As Americans variously reel from record heat waves, 1,000-year floods and other manifestations of extreme weather this summer, and new federal legislation boosts mitigation schemes, climate-change anxieties and opportunities are infiltrating more and more product and technology decisions by U.S. manufacturers. Just ask Zach Supalla.
The CEO of Particle Industries, a company that supplies IoT-based connectivity and intelligence to a variety of manufactured devices, sees climate-related thinking playing an increasingly important role with customers in each of Particle’s main verticals, which include energy, HVAC, emissions monitoring and industrial-equipment monitoring.
“In R&D for bigger companies as well as entrepreneurs, we see the innovation economy, all these smart people, thinking about climate,” Supalla told StrategicCIO360. “It was already headed in that direction, but now the government is trying to support it with regulation and tax incentives” in the Inflation Reduction Act. “Legislation is fueling the fire.
“Every smart, engineering-oriented tech person who knows how to do software and hardware together is thinking about resource consumption, how to electrify things, how to decrease energy consumption, how to manage the downstream effects of climate change once it starts to happen.”
Here are three ways other executives in manufacturing systems can apply Supalla’s observation and strategy:
• Look for the climate angle. The zeitgeist, market incentives and government mandates mean all sorts of new ways to leverage climate concerns are arising.

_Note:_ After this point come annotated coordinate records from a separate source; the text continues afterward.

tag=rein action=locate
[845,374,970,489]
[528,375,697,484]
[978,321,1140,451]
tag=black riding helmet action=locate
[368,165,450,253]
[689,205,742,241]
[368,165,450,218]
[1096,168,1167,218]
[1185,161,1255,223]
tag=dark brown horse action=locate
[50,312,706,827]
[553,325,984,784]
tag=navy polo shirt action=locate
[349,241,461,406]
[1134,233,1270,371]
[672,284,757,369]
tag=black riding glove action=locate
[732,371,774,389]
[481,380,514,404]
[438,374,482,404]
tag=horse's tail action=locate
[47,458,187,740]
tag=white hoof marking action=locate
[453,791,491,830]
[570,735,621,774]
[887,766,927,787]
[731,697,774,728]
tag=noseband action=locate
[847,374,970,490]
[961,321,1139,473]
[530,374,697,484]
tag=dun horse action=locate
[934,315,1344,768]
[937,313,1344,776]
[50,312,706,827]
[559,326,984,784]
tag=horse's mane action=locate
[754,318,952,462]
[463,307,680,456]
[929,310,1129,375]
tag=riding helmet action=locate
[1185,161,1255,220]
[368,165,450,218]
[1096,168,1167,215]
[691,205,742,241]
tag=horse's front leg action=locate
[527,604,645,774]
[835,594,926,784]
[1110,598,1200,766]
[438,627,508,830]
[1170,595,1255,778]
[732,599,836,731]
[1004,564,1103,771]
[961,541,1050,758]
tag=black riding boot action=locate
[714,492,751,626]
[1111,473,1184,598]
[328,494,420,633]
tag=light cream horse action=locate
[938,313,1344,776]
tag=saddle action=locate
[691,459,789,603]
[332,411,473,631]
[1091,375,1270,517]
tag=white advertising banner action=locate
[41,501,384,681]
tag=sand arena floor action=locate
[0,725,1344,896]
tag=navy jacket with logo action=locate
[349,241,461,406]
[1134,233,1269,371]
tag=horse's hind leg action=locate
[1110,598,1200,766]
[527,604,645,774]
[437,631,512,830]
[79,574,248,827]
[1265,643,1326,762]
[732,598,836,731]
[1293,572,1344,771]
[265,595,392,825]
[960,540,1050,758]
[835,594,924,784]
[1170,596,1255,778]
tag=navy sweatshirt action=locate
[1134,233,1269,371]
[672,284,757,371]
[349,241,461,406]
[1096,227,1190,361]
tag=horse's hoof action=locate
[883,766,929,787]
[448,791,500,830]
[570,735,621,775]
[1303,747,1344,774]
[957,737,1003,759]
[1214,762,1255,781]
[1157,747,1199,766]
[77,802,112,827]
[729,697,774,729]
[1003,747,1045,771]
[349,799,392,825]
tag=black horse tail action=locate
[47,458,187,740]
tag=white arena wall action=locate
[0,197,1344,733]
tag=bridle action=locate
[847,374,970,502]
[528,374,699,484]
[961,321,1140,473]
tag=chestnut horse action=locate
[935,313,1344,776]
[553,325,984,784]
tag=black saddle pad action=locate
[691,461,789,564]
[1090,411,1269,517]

“There’s always an energy angle with everything, but now all of our climate customers are growing a lot faster than non-climate customers,” Supalla said. “And anyone with one foot in climate and energy all of the sudden is in with two feet.”
Cases in point include the San Francisco-based company’s recent signing of customers that put together systems for monitoring rivers and waterways. “Cities are getting more flooding,” Supalla said. “We build sensors to monitor that.” Likewise, he said, Jacuzzi is a major customer, now working with Particle on ways to reduce energy usage of its hot tubs.
• Upgrade existing approaches. Meanwhile, as parts of the U.S. oil patch come back to life, there’s rising demand for Particle’s continuous methane emissions sensors. Traditionally, oil producers have flown planes with methane-detection systems on board over oil-production territory; now, Particle can supply that industry with permanently installed well-site monitors that are powered by integrated solar panels. “It’ll become a huge business,” Supalla said.
Particle also derives about 15% to 20% of its revenues from makers of urban scooters that are left lying about city streets by last-mile commuters. While “the original, throw-cheap-scooters-everywhere idea is a failed proposition,” Supalla said, and has resulted in troubles at scooter pioneers including Bolt and Bird, players now demonstrate “a more thoughtful and nuanced perspective.” This includes, he said, deploying electrified small vehicles such as little cargo vans that could use city bike lanes.
• Beware the flip side of government intervention. Progressive national politicians and even regulators on state and local levels aren’t always going to lie down for manufacturers’ sustainability-focused schemes. For instance, while city administrations and urban planners initially welcomed scooters as a way to reduce automotive congestion and pollution, some pioneering manufacturers such as Bird got into big battles with regulators as hundreds of scooters deployed in urban centers created their own traffic hazards.
“The early entrepreneurs thought that they could deploy into cities and ask forgiveness rather than permission,” Supalla said. “That’s what Lyft and Uber did with ride sharing. But municipal governments have gotten smarter and aren’t going to let that happen again, so scooters got regulated much more quickly and aggressively.”